Canine Linebacker
2006-10-22 10:40 p.m.

I am now cross-posting everything to LiveJournal. I'm Educaitlin over there, too, for all you LJers who come slummin' to D-land just to read me. ( Yes, I'm delusional, but I'm happy.)

I am adjusting to having a normal dog. For years, we've owned interesting border-collie crosses. Those dogs were *smart.* As in, if they had thumbs, they could'a done our taxes. Junior and Casey both had huge vocabularies, knew the names of things they liked (or disliked) and could spell. I've always wondered how much energy it takes to have a full-bore border collie. The fullbloods I've met seemed like distracted geniuses. If they'd been able to stop their ceaseless obsessive-compulsive movement, they'd be out curing cancer, but right now, tennis balls are just too darn important.

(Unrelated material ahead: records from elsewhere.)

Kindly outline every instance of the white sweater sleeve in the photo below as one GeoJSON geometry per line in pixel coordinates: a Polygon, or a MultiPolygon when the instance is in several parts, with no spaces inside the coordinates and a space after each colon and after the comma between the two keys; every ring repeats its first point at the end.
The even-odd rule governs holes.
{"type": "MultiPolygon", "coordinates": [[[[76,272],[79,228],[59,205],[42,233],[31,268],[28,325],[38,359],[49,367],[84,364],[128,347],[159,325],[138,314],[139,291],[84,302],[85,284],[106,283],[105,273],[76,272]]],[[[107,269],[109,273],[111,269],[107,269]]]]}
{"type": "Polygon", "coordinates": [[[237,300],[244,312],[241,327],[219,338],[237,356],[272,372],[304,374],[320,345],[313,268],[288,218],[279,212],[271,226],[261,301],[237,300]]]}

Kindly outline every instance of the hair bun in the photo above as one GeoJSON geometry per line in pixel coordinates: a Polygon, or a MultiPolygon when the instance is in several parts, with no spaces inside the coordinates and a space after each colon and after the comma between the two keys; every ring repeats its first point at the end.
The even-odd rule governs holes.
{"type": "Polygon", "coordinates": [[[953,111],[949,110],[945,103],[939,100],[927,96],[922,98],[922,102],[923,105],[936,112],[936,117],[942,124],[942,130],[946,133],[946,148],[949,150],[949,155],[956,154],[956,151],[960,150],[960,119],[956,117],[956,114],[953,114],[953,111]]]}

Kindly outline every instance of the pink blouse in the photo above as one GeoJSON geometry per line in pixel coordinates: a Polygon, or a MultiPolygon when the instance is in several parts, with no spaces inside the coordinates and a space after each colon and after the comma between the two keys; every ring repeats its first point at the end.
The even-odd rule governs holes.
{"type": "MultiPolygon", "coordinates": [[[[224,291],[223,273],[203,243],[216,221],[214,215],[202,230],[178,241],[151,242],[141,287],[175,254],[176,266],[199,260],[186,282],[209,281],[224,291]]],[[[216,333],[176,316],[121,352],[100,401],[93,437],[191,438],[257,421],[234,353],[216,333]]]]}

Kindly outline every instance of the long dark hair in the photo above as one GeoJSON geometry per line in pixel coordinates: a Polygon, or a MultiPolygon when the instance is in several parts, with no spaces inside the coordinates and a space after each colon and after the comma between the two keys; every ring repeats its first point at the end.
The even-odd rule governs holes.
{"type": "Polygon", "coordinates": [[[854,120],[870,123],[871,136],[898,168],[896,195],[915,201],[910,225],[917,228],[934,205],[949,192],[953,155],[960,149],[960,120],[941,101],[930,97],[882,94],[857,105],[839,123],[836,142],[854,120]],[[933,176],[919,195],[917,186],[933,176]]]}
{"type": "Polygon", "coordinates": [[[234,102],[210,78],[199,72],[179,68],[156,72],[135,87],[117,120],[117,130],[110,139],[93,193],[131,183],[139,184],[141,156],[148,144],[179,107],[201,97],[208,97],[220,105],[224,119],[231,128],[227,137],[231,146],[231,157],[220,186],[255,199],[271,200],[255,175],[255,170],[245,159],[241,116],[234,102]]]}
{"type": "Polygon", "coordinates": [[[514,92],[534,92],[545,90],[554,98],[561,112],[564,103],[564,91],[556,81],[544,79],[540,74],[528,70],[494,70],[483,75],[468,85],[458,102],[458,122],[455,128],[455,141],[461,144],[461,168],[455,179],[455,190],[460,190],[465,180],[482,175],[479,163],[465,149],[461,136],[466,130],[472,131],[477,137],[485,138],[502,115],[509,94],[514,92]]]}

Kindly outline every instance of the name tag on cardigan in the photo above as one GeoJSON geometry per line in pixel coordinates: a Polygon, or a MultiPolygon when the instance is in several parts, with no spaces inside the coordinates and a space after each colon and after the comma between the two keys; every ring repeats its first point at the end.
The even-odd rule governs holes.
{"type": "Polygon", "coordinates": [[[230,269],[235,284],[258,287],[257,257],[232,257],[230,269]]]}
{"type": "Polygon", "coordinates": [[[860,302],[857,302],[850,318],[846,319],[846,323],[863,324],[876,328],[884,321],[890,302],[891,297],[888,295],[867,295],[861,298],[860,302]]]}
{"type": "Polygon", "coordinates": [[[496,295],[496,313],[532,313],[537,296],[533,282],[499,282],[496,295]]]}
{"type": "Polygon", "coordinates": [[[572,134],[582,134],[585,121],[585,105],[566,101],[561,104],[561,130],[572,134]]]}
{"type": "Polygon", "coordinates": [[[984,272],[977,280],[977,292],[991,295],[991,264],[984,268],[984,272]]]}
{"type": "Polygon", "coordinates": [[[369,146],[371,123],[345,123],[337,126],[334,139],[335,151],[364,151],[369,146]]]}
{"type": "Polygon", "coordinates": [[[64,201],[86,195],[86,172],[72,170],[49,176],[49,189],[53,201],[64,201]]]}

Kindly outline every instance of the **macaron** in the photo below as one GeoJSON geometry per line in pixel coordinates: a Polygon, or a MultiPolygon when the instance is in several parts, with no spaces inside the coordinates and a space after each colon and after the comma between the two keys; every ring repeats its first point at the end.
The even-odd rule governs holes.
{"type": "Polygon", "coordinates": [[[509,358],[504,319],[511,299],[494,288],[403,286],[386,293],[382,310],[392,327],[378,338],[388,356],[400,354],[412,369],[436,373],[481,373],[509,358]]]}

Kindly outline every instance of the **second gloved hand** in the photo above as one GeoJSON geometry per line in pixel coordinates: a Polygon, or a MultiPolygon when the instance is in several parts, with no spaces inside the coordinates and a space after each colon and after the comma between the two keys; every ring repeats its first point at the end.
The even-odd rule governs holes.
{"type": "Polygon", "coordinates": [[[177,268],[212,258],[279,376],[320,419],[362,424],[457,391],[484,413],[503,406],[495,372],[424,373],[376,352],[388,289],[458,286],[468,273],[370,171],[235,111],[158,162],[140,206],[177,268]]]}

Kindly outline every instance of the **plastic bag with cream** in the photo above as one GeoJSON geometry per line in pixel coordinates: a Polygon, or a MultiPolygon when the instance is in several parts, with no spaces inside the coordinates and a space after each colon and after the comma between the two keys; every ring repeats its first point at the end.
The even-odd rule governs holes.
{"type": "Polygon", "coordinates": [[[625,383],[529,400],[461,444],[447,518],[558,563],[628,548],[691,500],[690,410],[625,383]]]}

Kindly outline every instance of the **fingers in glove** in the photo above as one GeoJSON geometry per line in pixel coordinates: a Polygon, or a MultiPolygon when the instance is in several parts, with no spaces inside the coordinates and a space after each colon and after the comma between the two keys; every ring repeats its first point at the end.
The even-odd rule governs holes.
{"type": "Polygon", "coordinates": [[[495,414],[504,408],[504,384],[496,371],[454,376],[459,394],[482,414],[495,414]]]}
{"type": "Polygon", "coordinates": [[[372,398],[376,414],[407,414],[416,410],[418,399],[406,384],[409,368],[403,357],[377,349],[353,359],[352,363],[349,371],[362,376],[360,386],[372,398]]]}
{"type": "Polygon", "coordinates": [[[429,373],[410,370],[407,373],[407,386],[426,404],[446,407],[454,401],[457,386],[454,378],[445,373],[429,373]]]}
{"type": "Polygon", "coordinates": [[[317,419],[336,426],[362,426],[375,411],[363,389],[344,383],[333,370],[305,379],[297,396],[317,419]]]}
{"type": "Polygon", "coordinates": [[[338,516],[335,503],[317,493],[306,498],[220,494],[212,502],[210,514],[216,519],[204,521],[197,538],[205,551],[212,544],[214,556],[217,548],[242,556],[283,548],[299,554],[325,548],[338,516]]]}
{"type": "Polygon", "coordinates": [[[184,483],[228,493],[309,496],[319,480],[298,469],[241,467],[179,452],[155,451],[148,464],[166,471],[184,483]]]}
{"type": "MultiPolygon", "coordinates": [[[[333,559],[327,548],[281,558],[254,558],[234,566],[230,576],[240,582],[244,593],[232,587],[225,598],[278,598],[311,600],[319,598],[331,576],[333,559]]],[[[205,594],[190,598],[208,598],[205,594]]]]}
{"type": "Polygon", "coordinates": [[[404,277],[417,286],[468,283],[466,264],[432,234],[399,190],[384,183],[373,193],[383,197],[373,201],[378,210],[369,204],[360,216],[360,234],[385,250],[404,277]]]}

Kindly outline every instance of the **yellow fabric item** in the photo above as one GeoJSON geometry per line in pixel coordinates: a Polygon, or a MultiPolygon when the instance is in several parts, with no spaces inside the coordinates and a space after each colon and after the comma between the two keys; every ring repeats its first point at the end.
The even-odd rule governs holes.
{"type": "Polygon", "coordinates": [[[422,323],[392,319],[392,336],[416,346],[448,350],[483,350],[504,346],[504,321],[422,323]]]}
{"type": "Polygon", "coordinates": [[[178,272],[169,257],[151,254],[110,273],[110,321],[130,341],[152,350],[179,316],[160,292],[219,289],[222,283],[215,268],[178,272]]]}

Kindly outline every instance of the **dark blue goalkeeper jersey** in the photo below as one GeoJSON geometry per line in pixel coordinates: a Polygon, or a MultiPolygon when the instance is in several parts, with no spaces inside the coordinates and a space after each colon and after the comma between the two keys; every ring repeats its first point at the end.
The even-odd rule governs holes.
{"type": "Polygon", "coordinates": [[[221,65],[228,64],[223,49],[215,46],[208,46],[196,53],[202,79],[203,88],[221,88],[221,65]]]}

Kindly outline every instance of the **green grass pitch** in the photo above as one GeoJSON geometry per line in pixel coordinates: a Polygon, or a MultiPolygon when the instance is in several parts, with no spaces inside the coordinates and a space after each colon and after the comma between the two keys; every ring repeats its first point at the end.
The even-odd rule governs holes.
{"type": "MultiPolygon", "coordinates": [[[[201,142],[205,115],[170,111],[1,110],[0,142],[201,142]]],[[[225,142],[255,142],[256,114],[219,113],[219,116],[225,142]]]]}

So, after years of owning the chess club-and-science-fair sort of dog, we now own Thor. He is absolutely a sweetheart, a big floppy love of a dog who wants nothing more than to drape his jowly, heavy self all over his people and drool on them. He's not very complex, is all. He's not dumb, he's just got normal dog-level intelligence. He seems so simple and naive. Thor's more the linebacker type of dog. He gets how the plays work, but he needs a quarterback to lead him and a coach to keep him straight. He won't figure it out on his own. He'd rather snooze, while he waits for someone to tell him what to do.

The only time I've seen Thor take the initiative is when he perceives a threat to his persons. Then he's impressive. Something like two thousand years of breeding for loyalty and protectiveness suddenly shows up, and strangers back away. He's never aggressive (unless he's playing), but he only needs to bark and flex a bit to become truly imposing.

If I can teach him that my slippers are not toys,and the vacuum is not his mortal enemy,we'll be getting somewhere.